Elisabetta Sirani is a woman, a painter and, even before all this, a person who lived in the seventeenth century.
Raised in her father’s workshop, Giovanni Andrea Sirani, also a painter, Elisabetta decided she wanted to be a painter. At first she began as an apprentice, then she became an artist of important fame.
What Elisabetta does that is particular – and so important as to break the customs and fashions of the time, especially in reference to the female world – is to put her signature on her works, that is, on her paintings or, better, on her creatures.
She was the first woman to sign her paintings: sometimes she even portrayed herself with small images, as if they were her signature.
Yes: her signature, her name, her, her person.
Elisabetta paved the way for other painters, she gave other women the opportunity to establish themselves in this world – that of painting and art – no longer as minor presences, but as protagonists of the major arts.
Like poetry. Like painting, in fact.
All this is told in a show staged by Martina Vianovi, entitled Elisabetta’s signature.
Martina Vianovi wrote it and plays it.
He wrote it, interprets it and puts it before our eyes: sometimes with kindness, sometimes calmly, other times with a very strong rhythm.
Other times, he simply slaps it in our face and that’s it.
The words of this playwright and actress reach inside, they arrive straight, they are imprinted in your mind.
And if you are a woman, they leave a deep mark, they delve into the many years in which women were not even able to sign their names.
And if you are a man, they rest somewhere in your memory, where perhaps you can understand the history from which we come.
This is a show within a show: music, lights, words.
A story told by a single person, just as it was a single person – a single woman – who initially signed it.
A signature.
What we call a logo today.
What tells about us, like a brand, a recognizable sign, a gesture that represents us.
It is the sign of an identity, visible or invisible, but always personal.

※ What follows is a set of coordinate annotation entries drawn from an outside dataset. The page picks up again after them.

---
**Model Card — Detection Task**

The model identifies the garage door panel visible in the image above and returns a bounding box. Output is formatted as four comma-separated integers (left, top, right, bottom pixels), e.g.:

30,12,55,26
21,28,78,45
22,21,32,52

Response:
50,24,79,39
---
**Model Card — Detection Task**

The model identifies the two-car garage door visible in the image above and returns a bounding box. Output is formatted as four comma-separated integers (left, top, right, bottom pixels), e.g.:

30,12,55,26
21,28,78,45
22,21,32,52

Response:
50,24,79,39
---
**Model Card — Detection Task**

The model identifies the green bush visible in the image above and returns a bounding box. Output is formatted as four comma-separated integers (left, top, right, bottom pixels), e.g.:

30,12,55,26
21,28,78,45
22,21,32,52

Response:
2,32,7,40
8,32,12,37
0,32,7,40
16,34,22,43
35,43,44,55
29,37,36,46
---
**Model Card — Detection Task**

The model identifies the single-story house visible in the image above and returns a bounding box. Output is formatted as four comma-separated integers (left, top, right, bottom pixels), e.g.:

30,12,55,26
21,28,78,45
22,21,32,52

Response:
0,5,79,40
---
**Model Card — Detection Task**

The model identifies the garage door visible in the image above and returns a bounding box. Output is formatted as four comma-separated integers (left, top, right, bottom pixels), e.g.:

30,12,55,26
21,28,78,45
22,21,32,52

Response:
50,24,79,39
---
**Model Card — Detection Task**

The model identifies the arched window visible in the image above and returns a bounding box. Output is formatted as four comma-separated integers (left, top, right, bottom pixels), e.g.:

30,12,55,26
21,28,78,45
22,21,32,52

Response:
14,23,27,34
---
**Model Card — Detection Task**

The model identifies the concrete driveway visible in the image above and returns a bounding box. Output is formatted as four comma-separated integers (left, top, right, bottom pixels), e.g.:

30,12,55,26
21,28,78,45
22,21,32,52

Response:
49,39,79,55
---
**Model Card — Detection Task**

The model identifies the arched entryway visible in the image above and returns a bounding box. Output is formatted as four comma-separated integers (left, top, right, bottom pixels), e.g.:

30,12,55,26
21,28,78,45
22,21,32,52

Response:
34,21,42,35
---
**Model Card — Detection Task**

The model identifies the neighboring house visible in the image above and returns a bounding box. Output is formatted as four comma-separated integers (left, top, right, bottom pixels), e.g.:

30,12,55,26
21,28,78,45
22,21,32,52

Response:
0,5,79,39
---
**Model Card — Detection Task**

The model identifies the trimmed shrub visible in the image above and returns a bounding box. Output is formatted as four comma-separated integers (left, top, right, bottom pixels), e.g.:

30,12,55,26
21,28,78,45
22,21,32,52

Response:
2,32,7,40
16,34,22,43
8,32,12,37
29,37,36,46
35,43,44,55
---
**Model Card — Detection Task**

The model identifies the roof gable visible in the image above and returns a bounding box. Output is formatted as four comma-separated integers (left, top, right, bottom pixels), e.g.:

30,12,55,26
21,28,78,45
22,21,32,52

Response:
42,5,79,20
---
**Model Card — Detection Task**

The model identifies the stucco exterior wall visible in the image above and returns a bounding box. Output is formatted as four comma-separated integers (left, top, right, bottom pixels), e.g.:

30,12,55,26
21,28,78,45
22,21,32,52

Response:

Today that sign is called a “tag”, it transforms into a name written under a photo, into a quote, into a shared image – often without even asking permission.
The name: the name of a person, the name of a woman, the name of a person’s identity.
Even before being a selfie.
Even before being a video, an audio, a photo in a message.
Even before being thrown to social media.
Even before being exposed – perhaps for having had an intimate or sexual relationship with a man, or with whoever you want.
A signature.
Elisabetta Sirani not only inaugurated what today we would call property rights or royalties to be deposited: she established the importance of the person, of identity.
And not recognizing this identity is a violation.
Taking it for granted is a violation.
Putting your signature on a painting, on a letter, on anything else, means putting a piece of yourself into it.
And Martina tells us this – and Elisabetta tells it to us together.
To whom, among other things, a crater on Venus was dedicated.
And so Elizabeth is on Venus: perhaps signing on another planet.
Who knows, maybe even up there you can proudly carry your identity, whatever it may be.